Mismanaged Oral Cancer Leads to Neutropenia and Death

Michael Talve, CEO

Written by
— Updated on October 30, 2017

This case involves a fifty-nine-year-old man who was diagnosed with squamous cell carcinoma of the mouth and tongue. The cancer was stage III at the time of diagnosis and the oncologist on the patient’s case sought the input from several other doctors to help manage the patient’s care. The plan was for the patient to have the remainder of his teeth extracted prior to beginning chemotherapy and external beam radiation. The doctors involved were a medical oncologist, a radiation oncologist, a dentist, and an oral surgeon. The patient’s teeth were extracted and he was admitted to the hospital that day to begin the chemotherapy. He was hospitalized for five days to receive the treatment and was then discharged home to recover. Two days later, he was re-hospitalized for severe neutropenia and died shortly after as a result of being severely immunocompromised.
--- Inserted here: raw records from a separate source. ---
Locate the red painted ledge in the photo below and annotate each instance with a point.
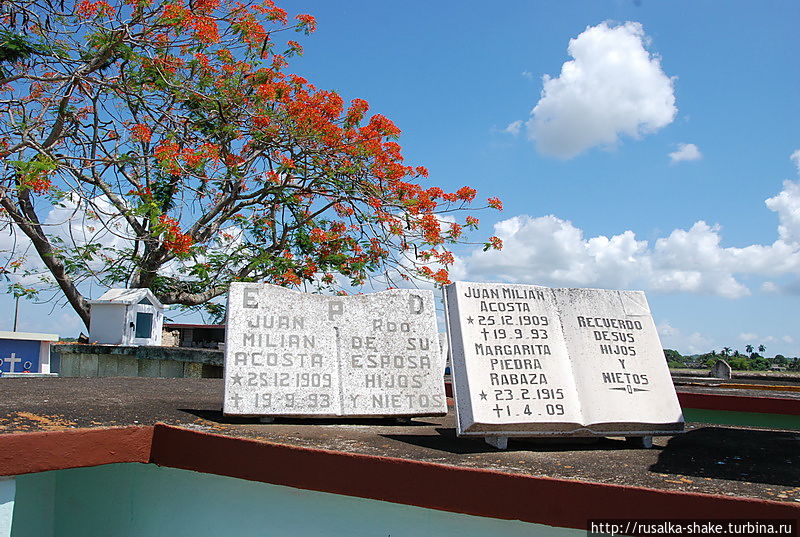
(25, 453)
(486, 493)
(739, 403)
(555, 502)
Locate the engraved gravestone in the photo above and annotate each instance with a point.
(290, 353)
(535, 361)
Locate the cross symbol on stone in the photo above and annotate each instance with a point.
(11, 361)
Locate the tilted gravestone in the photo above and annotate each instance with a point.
(535, 361)
(289, 353)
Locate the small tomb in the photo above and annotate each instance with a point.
(126, 317)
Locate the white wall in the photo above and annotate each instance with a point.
(107, 323)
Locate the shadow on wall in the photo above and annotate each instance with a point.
(770, 457)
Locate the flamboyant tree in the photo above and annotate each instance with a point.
(163, 144)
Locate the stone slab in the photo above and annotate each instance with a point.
(534, 361)
(88, 365)
(128, 366)
(290, 353)
(170, 369)
(108, 366)
(149, 368)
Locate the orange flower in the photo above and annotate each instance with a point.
(141, 133)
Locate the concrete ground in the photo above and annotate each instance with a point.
(736, 461)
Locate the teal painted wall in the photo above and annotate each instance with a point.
(138, 500)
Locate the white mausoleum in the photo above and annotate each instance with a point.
(126, 317)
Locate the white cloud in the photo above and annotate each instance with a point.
(665, 330)
(685, 152)
(514, 127)
(770, 287)
(548, 250)
(698, 343)
(613, 86)
(787, 205)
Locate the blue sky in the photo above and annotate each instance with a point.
(461, 78)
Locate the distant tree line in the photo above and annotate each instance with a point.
(752, 360)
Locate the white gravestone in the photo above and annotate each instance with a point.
(290, 353)
(534, 361)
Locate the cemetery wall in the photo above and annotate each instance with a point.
(137, 361)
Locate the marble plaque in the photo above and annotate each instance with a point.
(531, 361)
(290, 353)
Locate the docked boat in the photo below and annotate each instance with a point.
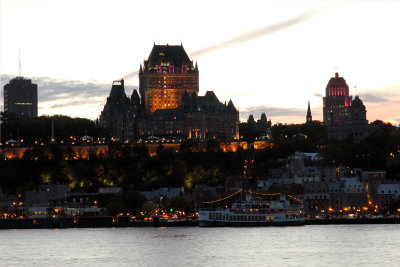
(254, 211)
(253, 208)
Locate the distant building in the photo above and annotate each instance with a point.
(20, 97)
(38, 203)
(168, 105)
(344, 117)
(309, 116)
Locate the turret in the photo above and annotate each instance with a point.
(308, 117)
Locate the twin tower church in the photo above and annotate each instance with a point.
(168, 104)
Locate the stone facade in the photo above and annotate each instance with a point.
(344, 117)
(168, 105)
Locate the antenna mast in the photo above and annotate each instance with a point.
(19, 62)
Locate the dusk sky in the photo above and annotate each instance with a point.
(267, 56)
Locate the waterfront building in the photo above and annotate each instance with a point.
(344, 117)
(20, 97)
(316, 197)
(117, 115)
(387, 194)
(337, 101)
(168, 106)
(37, 202)
(309, 116)
(165, 76)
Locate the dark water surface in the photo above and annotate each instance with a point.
(311, 245)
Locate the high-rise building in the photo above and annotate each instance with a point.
(20, 96)
(337, 102)
(165, 76)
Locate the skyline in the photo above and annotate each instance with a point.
(273, 59)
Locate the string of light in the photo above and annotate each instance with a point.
(218, 200)
(264, 194)
(295, 199)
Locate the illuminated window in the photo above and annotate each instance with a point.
(184, 69)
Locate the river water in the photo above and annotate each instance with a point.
(311, 245)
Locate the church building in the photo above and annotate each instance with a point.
(345, 118)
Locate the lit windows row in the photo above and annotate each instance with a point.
(171, 69)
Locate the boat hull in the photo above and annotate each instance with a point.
(203, 223)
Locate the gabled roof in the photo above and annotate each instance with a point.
(210, 97)
(135, 99)
(174, 54)
(231, 108)
(337, 82)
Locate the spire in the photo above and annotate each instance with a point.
(231, 108)
(135, 99)
(20, 63)
(52, 138)
(308, 117)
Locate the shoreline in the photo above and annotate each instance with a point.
(124, 221)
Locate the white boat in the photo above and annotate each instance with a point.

Question(s) For Expert Witness

  • 1. Could prophylactic antibiotics have changed the outcome of this case?

Expert Witness Response E-000029

Medical care for patients with neutropenia is mostly supportive and based on the etiology, severity, and duration of the neutropenia. Fever and infections occurring as complications of chemotherapy induced neutropenia require specific treatment. It is important to promptly start prophylactic antibiotic therapy to combat potential infections in the immunocompromised state. This often involves the use of third-generation cephalosporins or equivalents and I suspect that this patient died from a lack of preemptive treatment.